La production du charbon de bois est suspendue jusqu’à nouvel ordre, et ce, pour éviter le déclenchement d’incendies dans les forêts. Si cette décision ravit les spécialistes, elle est jugée, à elle seule, insuffisante pour contrer le risque des incendies. Explications ! 

L e ministère de l’Agriculture et du Développement vient de geler, de manière temporaire, la production de charbon de bois, et ce, dans le but d’éviter le déclenchement d’incendies dans les forêts. 

Si cette décision est jugée «prudente» par Brahim Bouchareb, du département foresterie et protection de la nature de l’Ecole nationale supérieure agronomique, enseignant chercheur en botanique écologie et environnement et ancien directeur général du Jardin d’essais du Hamma, il estime néanmoins que celle-ci «est plus tournée vers la discussion que sur l’efficacité, car ce mois de juin ne représente pas un mois critique de déclenchement d’incendies, car nous avons eu une année plutôt pluvieuse, ce qui permet aux milieux forestiers de maintenir une humidité encore considérable, qui baisse sensiblement l’inflammabilité de la phytomasse», explique-t-il. 

De ce fait, le chercheur assure que les spécialistes sont très satisfaits des dernières pluies tardives, car elles ont permis d’augmenter l’humidité des sols et ainsi rendre les forêts hautement résistantes aux départs de feu. 

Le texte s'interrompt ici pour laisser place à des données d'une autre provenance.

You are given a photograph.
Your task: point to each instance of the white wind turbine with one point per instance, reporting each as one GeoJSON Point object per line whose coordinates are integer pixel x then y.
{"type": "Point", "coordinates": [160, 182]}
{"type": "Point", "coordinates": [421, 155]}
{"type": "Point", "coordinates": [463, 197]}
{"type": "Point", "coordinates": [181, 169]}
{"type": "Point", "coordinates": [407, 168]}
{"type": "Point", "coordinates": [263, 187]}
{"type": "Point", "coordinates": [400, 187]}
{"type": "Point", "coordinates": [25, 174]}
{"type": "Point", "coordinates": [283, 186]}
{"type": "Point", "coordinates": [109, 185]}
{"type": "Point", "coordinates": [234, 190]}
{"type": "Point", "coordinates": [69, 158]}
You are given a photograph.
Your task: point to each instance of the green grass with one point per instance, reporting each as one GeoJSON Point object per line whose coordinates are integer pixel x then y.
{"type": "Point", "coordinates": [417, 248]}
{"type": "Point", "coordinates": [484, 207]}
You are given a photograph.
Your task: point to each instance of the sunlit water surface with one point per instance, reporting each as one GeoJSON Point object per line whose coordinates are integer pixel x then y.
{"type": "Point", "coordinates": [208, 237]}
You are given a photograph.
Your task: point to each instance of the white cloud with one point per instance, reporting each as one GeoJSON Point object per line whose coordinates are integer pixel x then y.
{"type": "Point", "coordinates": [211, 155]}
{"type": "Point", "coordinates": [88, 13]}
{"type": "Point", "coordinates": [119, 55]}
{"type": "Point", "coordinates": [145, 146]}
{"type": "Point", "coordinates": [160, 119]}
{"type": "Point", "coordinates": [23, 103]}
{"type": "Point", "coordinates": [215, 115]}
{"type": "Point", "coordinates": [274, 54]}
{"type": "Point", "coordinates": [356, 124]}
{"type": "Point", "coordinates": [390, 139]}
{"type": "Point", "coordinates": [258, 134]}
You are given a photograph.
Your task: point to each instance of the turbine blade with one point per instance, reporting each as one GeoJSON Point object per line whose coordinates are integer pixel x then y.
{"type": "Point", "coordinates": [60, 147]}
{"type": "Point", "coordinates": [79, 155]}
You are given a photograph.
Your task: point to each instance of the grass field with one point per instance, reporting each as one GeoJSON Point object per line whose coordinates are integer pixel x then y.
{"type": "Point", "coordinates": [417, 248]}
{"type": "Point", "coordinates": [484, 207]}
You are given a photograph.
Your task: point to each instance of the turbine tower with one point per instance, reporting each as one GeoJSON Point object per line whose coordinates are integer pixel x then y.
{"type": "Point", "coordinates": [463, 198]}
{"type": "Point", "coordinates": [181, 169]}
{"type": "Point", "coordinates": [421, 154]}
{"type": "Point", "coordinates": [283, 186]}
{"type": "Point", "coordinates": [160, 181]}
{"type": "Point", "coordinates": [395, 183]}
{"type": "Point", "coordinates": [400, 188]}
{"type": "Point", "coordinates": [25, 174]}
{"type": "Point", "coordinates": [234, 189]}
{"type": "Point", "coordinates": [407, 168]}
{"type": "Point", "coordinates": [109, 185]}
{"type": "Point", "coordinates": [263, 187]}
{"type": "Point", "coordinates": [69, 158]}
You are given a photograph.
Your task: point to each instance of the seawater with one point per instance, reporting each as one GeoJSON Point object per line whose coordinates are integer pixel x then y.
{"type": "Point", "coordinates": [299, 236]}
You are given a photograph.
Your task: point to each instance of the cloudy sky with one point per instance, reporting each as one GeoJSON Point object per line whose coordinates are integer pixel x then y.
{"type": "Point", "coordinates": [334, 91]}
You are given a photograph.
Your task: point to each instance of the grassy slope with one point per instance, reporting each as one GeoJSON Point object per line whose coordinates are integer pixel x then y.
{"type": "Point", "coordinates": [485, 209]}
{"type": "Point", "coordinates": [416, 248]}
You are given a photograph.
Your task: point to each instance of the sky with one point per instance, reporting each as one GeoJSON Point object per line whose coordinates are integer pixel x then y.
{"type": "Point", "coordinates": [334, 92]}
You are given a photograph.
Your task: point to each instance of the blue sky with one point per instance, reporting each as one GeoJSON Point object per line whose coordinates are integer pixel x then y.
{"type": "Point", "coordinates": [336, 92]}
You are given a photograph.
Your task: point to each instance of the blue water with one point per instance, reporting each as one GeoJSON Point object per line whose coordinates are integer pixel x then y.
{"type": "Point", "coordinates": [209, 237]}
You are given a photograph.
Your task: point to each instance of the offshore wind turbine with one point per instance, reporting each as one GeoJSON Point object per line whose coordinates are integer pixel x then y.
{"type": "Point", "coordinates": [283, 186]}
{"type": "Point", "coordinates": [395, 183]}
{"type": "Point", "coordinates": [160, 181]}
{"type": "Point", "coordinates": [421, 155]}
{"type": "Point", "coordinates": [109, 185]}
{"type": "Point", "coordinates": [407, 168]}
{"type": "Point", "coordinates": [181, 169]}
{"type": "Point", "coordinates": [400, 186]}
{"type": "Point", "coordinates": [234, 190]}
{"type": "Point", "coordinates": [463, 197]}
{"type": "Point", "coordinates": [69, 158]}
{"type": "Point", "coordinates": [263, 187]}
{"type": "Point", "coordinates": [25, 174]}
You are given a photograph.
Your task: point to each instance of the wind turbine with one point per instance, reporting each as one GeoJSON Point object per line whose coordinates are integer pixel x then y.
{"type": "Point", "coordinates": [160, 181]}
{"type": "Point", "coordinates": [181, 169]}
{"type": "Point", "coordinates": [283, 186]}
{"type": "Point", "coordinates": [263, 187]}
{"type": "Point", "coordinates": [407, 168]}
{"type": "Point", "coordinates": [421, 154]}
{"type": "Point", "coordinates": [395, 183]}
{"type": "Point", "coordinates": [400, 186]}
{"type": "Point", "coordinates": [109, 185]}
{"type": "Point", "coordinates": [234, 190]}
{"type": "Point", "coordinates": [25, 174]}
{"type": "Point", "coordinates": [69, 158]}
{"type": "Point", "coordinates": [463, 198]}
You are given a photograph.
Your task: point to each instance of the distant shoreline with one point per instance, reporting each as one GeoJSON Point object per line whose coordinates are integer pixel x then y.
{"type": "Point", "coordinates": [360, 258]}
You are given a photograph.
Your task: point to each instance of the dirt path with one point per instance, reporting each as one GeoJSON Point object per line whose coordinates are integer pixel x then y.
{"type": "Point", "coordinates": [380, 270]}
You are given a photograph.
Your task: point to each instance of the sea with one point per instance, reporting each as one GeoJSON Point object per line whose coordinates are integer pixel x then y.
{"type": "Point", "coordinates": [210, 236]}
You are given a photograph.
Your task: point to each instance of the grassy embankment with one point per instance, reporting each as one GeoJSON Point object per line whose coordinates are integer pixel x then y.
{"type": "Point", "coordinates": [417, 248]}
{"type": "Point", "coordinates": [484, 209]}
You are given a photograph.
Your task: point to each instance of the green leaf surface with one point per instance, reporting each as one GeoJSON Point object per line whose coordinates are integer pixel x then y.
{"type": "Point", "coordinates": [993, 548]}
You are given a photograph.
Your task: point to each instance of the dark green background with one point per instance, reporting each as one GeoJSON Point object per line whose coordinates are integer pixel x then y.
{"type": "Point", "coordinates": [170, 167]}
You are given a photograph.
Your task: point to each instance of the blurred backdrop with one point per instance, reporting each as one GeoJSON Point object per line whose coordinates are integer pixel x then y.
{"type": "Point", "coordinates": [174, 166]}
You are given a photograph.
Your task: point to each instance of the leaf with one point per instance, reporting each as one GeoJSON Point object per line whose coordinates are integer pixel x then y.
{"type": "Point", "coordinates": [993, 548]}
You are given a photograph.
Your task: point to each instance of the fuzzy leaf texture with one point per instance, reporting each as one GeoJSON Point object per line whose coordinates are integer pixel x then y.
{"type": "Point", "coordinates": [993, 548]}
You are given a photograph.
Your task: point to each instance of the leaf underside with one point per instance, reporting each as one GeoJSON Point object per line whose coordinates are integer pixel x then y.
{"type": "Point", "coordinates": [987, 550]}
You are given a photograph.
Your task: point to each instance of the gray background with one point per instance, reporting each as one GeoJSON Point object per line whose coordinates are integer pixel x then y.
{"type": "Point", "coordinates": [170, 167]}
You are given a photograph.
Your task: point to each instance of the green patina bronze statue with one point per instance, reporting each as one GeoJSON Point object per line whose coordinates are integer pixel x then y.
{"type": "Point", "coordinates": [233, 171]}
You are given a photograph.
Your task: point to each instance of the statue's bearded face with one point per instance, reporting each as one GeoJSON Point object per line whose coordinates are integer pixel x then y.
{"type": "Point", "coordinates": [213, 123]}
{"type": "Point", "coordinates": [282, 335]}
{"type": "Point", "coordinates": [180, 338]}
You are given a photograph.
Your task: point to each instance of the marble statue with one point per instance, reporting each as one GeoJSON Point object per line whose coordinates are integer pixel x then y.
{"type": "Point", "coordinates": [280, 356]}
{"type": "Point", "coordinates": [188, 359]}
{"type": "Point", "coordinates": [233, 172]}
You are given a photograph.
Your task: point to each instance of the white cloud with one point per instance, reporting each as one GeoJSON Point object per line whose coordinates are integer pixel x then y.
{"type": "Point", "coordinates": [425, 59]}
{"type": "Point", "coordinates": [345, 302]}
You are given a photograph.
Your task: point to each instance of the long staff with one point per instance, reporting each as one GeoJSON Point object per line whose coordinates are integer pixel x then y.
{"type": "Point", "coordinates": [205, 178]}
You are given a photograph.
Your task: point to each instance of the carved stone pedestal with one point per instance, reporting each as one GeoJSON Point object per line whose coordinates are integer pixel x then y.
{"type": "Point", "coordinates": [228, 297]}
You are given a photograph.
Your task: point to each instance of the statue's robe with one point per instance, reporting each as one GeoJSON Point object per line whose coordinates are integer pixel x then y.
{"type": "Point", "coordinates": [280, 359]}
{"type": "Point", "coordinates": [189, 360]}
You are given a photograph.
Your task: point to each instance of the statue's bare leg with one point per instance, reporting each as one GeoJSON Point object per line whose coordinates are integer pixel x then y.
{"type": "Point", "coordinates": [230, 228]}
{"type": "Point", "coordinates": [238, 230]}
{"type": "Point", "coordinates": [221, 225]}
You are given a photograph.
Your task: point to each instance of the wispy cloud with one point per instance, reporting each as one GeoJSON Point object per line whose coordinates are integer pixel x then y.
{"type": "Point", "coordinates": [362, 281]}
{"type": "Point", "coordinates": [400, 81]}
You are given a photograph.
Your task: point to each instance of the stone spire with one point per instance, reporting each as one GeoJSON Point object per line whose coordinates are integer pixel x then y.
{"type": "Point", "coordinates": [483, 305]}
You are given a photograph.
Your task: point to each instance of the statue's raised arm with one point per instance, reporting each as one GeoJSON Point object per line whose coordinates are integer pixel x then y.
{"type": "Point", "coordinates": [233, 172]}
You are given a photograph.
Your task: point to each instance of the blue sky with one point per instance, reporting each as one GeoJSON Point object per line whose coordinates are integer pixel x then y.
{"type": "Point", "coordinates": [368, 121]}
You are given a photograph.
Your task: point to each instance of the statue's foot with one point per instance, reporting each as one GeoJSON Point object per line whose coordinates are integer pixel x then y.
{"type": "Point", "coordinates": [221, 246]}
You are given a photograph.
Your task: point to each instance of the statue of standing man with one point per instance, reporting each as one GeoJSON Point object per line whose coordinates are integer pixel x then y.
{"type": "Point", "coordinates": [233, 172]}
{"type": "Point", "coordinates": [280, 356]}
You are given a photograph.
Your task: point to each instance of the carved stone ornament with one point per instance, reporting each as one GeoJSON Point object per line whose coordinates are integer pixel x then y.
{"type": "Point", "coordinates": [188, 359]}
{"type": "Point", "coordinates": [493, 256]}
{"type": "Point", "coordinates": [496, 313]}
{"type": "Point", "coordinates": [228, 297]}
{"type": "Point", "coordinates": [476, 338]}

C’est pourquoi, il estime que la décision de geler la production du charbon est une simple précaution. Assurant au passage que le plus important pour l’heure est de nettoyer les forêts des déchets qu’elles abritent et procéder aux débroussaillements urgents étant donné que la quantité de plantes herbacées est remarquable. 

«Il est donc urgent que celles-ci soient rasées avant leur dessèchement total pendant le mois d’août, car c’est là où elles deviennent le principal combustible dangereux et premier facteur de propagation du feu», prévient-il. 

PLUVIOSITÉ 

L’été dernier, l’Algérie a connu une saison particulièrement difficile en raison de ces feux qui ont ravagé une surface d’environ 90 000 hectares, ce qui représente 4 fois la moyenne annuelle des surfaces incendiées. 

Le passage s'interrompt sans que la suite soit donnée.